Empleado 2: “Entonces, otro superhéroe blanco—”

Ejecutivo: “No, no, tenemos que hacer que la gente piense que nos importa la diversidad. Este sería un buen momento, creo, para adaptar Ms. Marvel”.

Empleado 2: “¿Qué pasa con las personas que nunca han leído los cómics? ¿Cómo hacemos que esta historia se vea bien y se lea bien?”

Ejecutivo: “Habla solo si tienes soluciones, no si tienes preguntas”.

Empleado 3, adulador: “Tienes toda la razón. Creo que puedo ayudar. ¿Por qué no copiamos y pegamos ‘Yo nunca nunca’ de Netflix, hasta la dinámica de los personajes y los puntos de la trama? Incluso podemos contratar a un escritor principal que haya trabajado con Mindy Kaling . Esto nos permitirá cambiar el Islam por el hinduismo, pero proporcionará referencias culturales ligeramente mejoradas, un énfasis en la comida, los amigos de la familia, la religión, para mantenernos al día con los Zoomers”.
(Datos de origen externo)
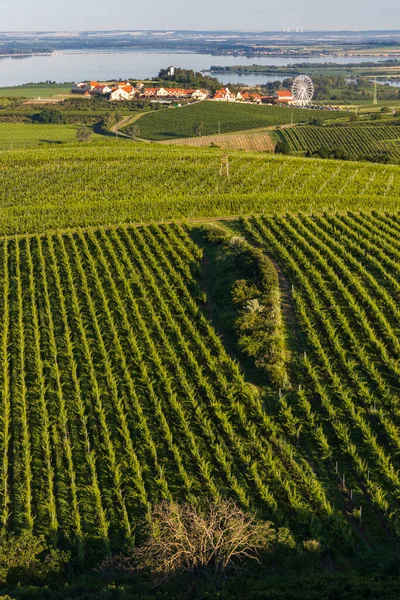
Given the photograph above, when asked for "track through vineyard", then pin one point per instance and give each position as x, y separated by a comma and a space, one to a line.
116, 391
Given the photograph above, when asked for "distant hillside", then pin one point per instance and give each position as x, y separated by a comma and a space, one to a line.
222, 117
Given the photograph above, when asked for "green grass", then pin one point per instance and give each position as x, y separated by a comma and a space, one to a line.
50, 188
226, 117
357, 141
35, 91
23, 135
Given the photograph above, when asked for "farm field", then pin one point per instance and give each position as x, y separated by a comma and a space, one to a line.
93, 326
125, 182
257, 141
25, 135
357, 141
222, 117
35, 90
117, 390
343, 275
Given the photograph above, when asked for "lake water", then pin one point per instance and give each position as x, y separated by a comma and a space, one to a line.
103, 65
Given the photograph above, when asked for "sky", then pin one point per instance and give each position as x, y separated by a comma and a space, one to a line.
65, 15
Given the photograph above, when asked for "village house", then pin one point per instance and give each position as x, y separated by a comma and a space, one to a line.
224, 95
249, 97
100, 90
283, 97
122, 92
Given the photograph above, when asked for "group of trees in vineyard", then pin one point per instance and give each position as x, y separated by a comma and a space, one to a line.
118, 393
343, 272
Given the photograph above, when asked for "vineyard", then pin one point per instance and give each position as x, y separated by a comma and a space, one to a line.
222, 117
357, 142
92, 185
117, 391
343, 277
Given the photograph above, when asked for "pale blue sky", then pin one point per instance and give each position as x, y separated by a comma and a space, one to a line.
28, 15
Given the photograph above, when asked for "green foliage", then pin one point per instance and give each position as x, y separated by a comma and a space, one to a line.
26, 559
282, 147
362, 141
83, 134
27, 135
34, 193
48, 116
220, 116
246, 291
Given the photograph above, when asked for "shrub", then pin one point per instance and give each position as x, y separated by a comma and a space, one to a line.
28, 559
83, 134
183, 538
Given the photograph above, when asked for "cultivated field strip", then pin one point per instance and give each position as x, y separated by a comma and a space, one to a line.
258, 141
357, 141
98, 185
116, 392
345, 276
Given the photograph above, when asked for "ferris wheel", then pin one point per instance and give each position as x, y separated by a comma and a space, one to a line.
303, 90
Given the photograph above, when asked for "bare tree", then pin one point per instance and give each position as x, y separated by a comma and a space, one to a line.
184, 539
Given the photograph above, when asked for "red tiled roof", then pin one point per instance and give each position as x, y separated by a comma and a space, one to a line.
284, 94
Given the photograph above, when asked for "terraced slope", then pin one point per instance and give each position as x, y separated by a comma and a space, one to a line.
116, 390
257, 141
358, 142
222, 117
46, 189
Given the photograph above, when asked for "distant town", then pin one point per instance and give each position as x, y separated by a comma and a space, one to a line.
138, 90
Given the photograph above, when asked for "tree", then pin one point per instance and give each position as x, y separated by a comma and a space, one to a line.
198, 128
185, 539
282, 148
83, 134
133, 131
107, 122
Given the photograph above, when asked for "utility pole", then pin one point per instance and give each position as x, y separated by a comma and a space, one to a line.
224, 170
375, 100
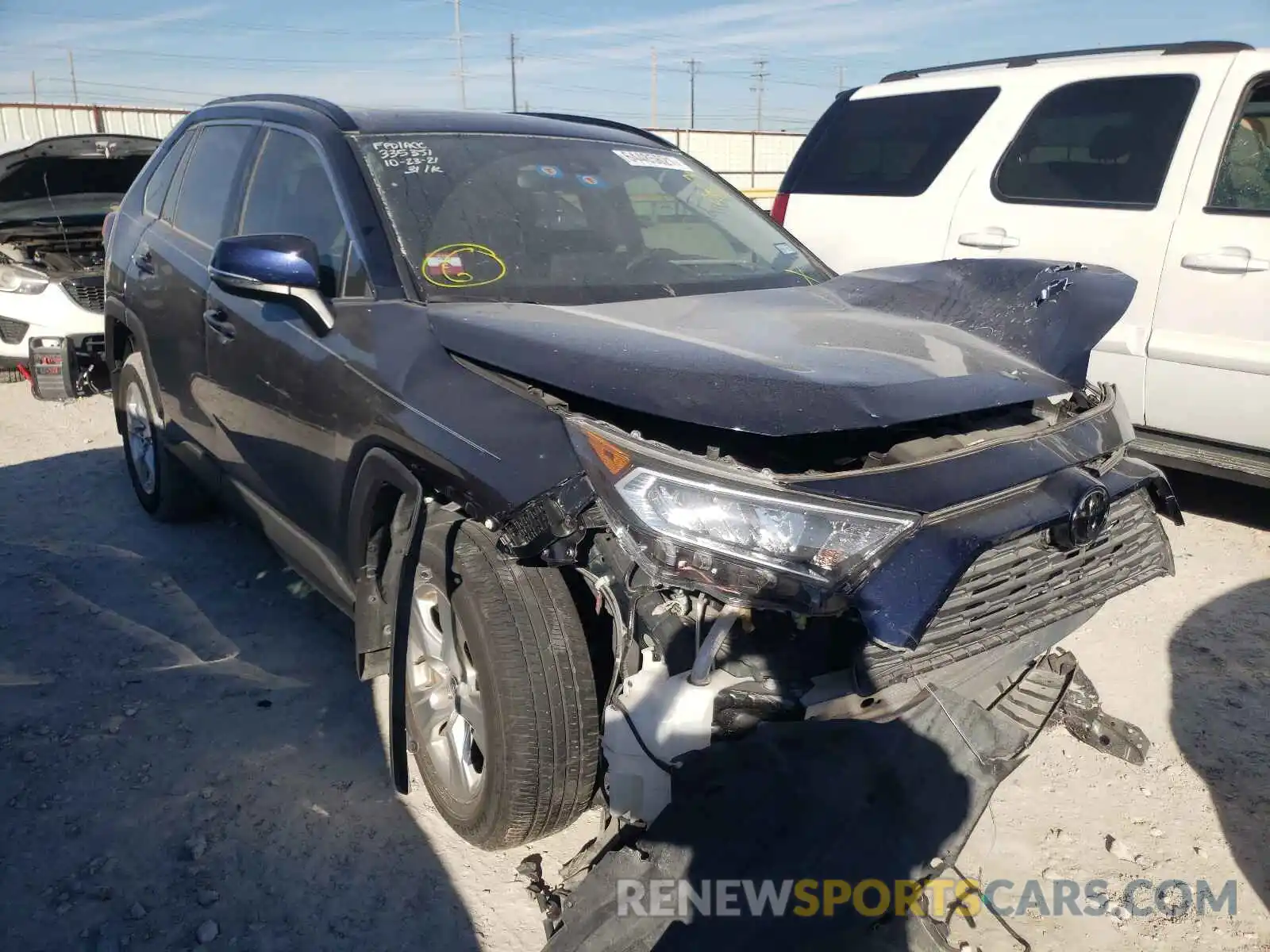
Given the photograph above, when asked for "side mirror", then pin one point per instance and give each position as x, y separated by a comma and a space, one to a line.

Ejecutivo, intrigado: “Hmm. Sí. Sí, continúa. ¿Podemos conseguir una estrella de Bollywood? ¡Esas damas ágiles venderán suscripciones de Disney+ como pan caliente!”.

Empleado 2: “Describir a las mujeres de esa manera es increíblemente degradante. Y el término óptimo es ‘cine indio’. ‘Bollywood’ es un término reductivo que pasa por alto las docenas de idiomas, subculturas y tradiciones que…

Ejecutivo, enojado: “¡SILENCIO, TONTO! Ahora, Empleado 3, ¿qué estabas diciendo?

Empleado 3: “Incluso si Fox y Newsmax se esfuerzan en nuestra inclusión performativa, podemos vender a una joven musulmana como la última versión de superhéroe. Aumentaremos los ingresos en los países de mayoría musulmana y, por supuesto, aquí en Estados Unidos, la gente se sentirá orgullosa de apoyarla. Les permitirá pensar, vaya, musulmanes: ¡son como nosotros!”.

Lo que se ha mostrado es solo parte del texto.